最多の原因は大量飲酒ですが、原因がはっきりしないものもあります。

初期には強い腹痛の発作を繰り返します。進行すると、消化吸収不良による下痢や体重減少、糖尿病が起こります。場合によっては、膵臓に石ができたり、膵臓の管がいびつになったりすることがあります。

慢性膵炎になると膵がんになるリスクが7倍に増え、寿命も平均より10年ほど短いといわれます。

診断のために、エコー検査やCT、MRIなどで膵がんなど他の病気が隠れていないかを調べます。膵臓の消化の働きを調べるための検査や糖尿病の検査も行います。

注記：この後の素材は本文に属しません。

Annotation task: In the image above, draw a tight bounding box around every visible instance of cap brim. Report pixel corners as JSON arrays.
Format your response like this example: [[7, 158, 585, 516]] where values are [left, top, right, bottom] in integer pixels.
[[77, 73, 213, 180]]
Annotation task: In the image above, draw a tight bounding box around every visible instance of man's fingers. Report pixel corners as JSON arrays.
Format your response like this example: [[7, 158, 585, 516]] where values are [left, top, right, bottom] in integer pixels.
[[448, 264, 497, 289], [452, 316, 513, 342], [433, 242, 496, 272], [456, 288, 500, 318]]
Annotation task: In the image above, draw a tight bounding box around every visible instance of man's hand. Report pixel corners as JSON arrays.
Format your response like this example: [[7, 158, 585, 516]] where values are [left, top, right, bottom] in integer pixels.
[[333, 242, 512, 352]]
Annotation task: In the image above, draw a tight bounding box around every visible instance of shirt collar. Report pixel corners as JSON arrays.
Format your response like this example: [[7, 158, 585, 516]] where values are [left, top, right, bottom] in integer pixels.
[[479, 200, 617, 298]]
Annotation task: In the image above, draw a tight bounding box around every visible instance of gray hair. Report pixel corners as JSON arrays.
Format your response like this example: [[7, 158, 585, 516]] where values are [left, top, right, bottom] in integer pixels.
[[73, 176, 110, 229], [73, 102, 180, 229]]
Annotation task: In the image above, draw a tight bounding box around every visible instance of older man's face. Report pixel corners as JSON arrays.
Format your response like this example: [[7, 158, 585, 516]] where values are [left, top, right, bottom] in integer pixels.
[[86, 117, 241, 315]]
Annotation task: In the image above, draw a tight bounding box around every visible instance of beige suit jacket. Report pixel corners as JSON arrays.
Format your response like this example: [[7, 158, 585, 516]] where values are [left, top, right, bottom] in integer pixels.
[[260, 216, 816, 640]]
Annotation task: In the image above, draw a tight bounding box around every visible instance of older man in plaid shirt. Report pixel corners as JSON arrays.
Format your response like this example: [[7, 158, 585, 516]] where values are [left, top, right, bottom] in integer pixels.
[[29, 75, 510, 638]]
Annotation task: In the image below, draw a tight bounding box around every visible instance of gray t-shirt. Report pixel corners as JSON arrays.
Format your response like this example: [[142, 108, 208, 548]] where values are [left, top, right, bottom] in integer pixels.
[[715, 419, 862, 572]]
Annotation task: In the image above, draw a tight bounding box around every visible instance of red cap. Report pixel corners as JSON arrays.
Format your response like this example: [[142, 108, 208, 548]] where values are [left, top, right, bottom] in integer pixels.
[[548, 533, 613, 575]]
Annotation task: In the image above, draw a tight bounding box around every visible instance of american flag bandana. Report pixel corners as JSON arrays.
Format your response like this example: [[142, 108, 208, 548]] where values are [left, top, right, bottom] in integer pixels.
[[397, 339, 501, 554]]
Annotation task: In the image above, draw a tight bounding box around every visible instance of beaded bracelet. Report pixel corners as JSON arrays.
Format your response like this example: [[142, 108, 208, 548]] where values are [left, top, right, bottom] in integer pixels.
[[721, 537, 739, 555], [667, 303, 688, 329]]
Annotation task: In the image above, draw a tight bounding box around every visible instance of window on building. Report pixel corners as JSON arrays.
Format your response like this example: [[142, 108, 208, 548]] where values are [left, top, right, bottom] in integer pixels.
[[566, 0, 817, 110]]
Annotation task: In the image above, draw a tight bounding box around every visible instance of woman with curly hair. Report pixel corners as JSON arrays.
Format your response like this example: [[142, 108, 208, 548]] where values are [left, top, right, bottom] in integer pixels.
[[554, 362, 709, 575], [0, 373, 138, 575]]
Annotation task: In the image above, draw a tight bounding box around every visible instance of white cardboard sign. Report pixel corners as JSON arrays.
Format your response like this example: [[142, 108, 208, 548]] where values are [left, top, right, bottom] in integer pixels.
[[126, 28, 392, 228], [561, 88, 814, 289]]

腹痛を繰り返す時期には、鎮痛剤などで痛みをコントロールし、急性膵炎発作を予防します。アルコールが原因の場合は、断酒します。

病気が進行し、お腹が痛くならなくなったら膵臓の働きを助ける膵消化酵素薬を飲んだり、糖尿病の治療などをすることが治療の中心になります。

慢性膵炎に合併した糖尿病は、血糖値を下げるインシュリンのみならず、血糖値を上げるホルモンの分泌も障害されるので低血糖になりやすく、コントロールが難しいので入院が必要になります。

腹痛がひどい場合は、急性膵炎を起こしている可能性があります。速やかに受診してください。

普段の生活で気をつけてほしいこと
  • 腹痛を防ぐために、食事では脂肪を1日30g以下に制限します。
  • お酒だけでなく、たばこも控え、ストレスを軽減しましょう。